Ação
Servidores denunciam desumanidades
Vários servidores do Partido Popular Socialista (PPS) entraram na Justiça do Trabalho para buscar direitos trabalhistas depois de anos de trabalho e na administração do partido comandado por Paulo Matos. Alguns conseguiram receber parte da dívida, outros tiveram que viajar sem receber quase nada e houve até um caso de um trabalhador que ficou com seqüelas mentais e psicológicas depois do conflito com o partido.

Joseléa Santiago, auxiliar de escritório que trabalhou no partido de 1998 até 2002, luta até hoje para receber as verbas rescisórias do seu contrato de trabalho. "O Paulo dizia que quem ia pagar era o Raimundo e o Raimundo dizia que quem ia pagar era o Paulo e ninguém resolvia. Eu não tive outra saída senão ir buscar socorro na Justiça do Trabalho", conta Léa Santiago. Eu ganhei, mas até hoje eles me devem, só me pagaram uma pequena parte dos meus direitos.
Léa Santiago conta que trabalhava no Diretório Regional e no Diretório Municipal, dava expediente integral que entrava pela noite, incluindo sábados, domingos e feriados. "Era uma verdadeira exploração, uma situação de escravo que eu não agüentei mais", explica a trabalhadora. Segundo ela, a maneira como Paulo Matos e Raimundo Filho tratam os trabalhadores do PPS é desumana e vai totalmente de encontro à filosofia do PPS, um partido socialista que nasceu do comunismo, exatamente para combater a exploração da classe operária.

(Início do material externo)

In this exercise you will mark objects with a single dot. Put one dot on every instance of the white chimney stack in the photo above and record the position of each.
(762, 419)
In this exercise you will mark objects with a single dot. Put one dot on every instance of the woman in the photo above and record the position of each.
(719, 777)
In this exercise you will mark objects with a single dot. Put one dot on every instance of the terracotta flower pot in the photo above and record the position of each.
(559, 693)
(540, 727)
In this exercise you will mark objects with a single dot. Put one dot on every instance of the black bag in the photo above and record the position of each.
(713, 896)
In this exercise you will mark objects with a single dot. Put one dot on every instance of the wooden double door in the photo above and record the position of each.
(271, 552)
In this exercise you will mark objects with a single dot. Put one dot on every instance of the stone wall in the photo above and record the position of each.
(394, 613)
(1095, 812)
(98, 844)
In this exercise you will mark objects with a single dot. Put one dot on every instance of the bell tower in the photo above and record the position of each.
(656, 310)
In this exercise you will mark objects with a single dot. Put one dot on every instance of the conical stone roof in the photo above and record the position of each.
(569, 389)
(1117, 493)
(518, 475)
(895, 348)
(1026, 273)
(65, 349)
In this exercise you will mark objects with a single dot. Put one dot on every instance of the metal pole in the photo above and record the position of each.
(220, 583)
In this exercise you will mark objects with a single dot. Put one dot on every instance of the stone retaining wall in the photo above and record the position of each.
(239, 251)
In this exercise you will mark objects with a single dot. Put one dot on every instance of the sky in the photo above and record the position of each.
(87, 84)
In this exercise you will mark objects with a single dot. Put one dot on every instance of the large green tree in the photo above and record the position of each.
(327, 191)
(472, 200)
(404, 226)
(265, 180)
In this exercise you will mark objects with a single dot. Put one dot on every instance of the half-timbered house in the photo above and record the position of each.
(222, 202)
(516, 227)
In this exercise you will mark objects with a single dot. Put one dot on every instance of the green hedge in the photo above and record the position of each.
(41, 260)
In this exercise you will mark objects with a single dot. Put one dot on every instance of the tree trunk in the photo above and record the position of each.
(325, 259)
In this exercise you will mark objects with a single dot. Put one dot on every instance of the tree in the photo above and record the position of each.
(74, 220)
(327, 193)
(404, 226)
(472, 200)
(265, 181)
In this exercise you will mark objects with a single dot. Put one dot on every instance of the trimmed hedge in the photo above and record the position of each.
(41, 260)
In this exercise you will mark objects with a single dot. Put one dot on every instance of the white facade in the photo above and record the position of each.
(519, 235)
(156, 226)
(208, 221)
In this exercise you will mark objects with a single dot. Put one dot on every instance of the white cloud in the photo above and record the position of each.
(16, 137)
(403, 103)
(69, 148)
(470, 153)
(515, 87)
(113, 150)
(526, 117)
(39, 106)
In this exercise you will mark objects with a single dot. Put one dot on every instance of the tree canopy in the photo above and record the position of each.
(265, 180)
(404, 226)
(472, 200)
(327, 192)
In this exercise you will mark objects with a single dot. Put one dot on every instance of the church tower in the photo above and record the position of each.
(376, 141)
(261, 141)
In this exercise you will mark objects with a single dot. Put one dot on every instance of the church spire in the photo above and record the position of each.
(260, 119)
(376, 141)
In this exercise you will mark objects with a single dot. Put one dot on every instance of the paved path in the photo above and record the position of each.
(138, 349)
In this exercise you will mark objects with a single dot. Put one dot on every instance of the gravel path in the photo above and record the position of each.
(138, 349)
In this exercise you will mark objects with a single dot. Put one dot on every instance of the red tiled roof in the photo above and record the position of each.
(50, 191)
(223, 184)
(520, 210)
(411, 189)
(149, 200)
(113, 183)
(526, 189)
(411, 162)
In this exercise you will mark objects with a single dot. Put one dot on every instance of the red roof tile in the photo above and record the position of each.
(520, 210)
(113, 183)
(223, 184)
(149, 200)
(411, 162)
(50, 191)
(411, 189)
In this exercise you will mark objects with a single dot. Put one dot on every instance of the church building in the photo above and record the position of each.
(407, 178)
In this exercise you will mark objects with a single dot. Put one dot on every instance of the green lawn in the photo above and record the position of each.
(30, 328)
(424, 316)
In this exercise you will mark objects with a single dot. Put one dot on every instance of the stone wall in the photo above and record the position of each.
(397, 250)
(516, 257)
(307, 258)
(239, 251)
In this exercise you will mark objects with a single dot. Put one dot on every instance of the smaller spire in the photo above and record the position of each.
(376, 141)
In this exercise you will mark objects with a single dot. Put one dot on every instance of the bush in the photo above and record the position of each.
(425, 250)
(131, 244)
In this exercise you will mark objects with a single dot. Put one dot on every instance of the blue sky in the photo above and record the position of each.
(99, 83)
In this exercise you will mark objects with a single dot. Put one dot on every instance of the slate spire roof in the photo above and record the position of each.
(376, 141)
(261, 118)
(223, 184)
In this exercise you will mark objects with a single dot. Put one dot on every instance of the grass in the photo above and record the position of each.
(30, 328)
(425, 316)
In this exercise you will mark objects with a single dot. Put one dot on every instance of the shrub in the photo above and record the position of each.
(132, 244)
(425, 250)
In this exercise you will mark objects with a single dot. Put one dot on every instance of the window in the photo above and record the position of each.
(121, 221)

Outro caso dramático é da trabalhadora Maria Francisca Barbosa que trabalhou no partido por mais de 20 anos. Ela também foi para a Justiça do Trabalho, recebeu uma pequena parte dos seus direitos e foi obrigada a viajar para Turiaçu porque vinha recebendo ameaças de espancamento de pessoas ligadas ao presidente do PPS, Paulo Matos, e até hoje não recebeu suas verbas trabalhistas. Dona Francisca diz que mesmo sendo mulher e se fosse um pouco mais jovem, se encontrasse o Paulo, o encheria de murros e tapas. É o que ele merece, diz ela, e muito.
O caso mais dramático é o José Cambel que ao denunciar o PPS na Justiça do Trabalho fez um acordo com Paulo Matos na frente do juiz, mas não cumpriu. O primo de Cambel, Jonatan, conta que, depois desse episódio, ele foi internado em um hospital psiquiátrico com sérios problemas de depressão e até hoje não se recuperou. Jonatan conta que quando Cambel é abordado sobre o assunto fica completamente transtornado, chora, grita, sai correndo pelas ruas e via de regra tem que ser internado novamente.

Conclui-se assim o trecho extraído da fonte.